Some thirty years ago, a prospector with his family and servants, in all about a score, arrived at this spot near the junction of the Javary and the Itecoahy rivers, close to the equator. They came by the only possible highway, the river, and decided to settle. Soon the infinite variety of destroyers of human life that abound on the upper Amazon began their work on the little household, reducing its number to four and threatening to wipe it out altogether. But the prospector stuck to it and eventually succeeded in giving mankind a firm hold on this wilderness. In memory of what he and succeeding settlers went through, the village received its cynically descriptive name.
Remate de Males, separated by weeks and weeks of journey by boat from the nearest spot of comparative civilisation down the river, has grown wonderfully since its pioneer days. Dismal as one finds it to be, if I can give an adequate description in these pages, it will be pronounced a monument to man's nature-conquering instincts, and ability. Surely no pioneers ever had a harder battle than these Brazilians, standing with one foot in "the white man's grave," as the Javary region is called in South America, while they faced innumerable dangers. The markets of the world need rubber, and the supplying of this gives them each year a few months' work in the forests at very high wages. I always try to remember these facts when I am tempted to harshly judge Remate de Males according to our standards; moreover, I can never look upon the place quite as an outsider.

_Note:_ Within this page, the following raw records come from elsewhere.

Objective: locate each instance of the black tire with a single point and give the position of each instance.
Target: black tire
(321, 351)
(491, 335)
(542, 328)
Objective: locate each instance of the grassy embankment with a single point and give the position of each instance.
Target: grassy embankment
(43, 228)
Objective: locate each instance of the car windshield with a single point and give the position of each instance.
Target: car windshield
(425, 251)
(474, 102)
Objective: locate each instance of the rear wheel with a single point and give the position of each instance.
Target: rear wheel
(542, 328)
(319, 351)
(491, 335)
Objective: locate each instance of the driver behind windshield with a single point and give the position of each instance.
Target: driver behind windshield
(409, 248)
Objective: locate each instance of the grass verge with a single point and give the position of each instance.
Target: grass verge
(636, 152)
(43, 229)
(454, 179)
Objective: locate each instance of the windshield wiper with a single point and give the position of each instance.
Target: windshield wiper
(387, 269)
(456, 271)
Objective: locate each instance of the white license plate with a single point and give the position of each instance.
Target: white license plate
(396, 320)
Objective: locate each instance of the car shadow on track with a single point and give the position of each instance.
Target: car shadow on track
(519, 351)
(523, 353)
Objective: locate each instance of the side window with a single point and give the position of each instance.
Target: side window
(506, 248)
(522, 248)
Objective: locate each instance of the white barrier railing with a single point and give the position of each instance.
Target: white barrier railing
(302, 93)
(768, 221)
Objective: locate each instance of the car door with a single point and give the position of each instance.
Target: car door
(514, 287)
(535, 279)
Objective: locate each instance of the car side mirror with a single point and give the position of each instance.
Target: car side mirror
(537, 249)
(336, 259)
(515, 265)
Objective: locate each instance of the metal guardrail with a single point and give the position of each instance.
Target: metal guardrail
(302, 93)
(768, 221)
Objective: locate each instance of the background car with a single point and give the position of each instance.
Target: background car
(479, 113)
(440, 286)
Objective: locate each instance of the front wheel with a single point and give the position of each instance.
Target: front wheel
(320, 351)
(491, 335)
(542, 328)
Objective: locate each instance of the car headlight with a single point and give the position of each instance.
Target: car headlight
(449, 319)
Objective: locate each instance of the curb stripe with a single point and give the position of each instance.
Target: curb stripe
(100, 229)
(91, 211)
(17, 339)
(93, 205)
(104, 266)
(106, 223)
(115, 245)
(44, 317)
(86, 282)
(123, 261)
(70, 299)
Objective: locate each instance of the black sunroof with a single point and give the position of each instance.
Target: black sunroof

I formed pleasant friendships there and entered into the lives of many of its people, so I shall always think of it with affection. The village is placed where the Itecoahy runs at right angles into the Javary, the right-hand bank of the Itecoahy forming at once its main and its only street. The houses stand facing this street, all very primitive and all elevated on palm-trunk poles as far as possible above the usual high-water mark of the river. Everything, from the little sheet-iron church to the pig-sty, is built on poles. Indeed, if there is anything in the theory of evolution, it will not be many generations before the inhabitants and domestic animals are born equipped with stilts.
Opposite Remate de Males, across the Itecoahy, is a collection of some ten huts that form the village of São Francisco, while across the Javary is the somewhat larger village of Nazareth. Like every real metropolis, you see, Remate de Males has its suburbs. Nazareth is in Peruvian territory, the Javary forming the boundary between Brazil and Peru throughout its length of some 700 miles. This same boundary line is a source of amusing punctiliousness between the officials of each country. To cross it is an affair requiring the exercise of the limits of statesmanship. I well remember an incident that occurred during my stay in the village. A sojourner in our town, an Indian rubber-worker from the Ituhy River, had murdered a woman by strangling her. He escaped in a canoe to Nazareth before the Brazilian officials could capture him, and calmly took refuge on the porch of a house there, where he sat down in a hammock and commenced to smoke cigarettes, feeling confident that his pursuers would not invade Peruvian soil. But local diplomacy was equal to the emergency. Our officials went to the shore opposite Nazareth, and, hiding behind the trees, endeavoured to pick off their man with their .44 Winchesters, reasoning that though their crossing would be an international incident, no one could object to a bullet's crossing. Their poor aim was the weak spot in the plan. After a few vain shots had rattled against the sheet-iron walls of the house where the fugitive was sitting, he got up from among his friends and lost himself in the jungle, never to be heard of again.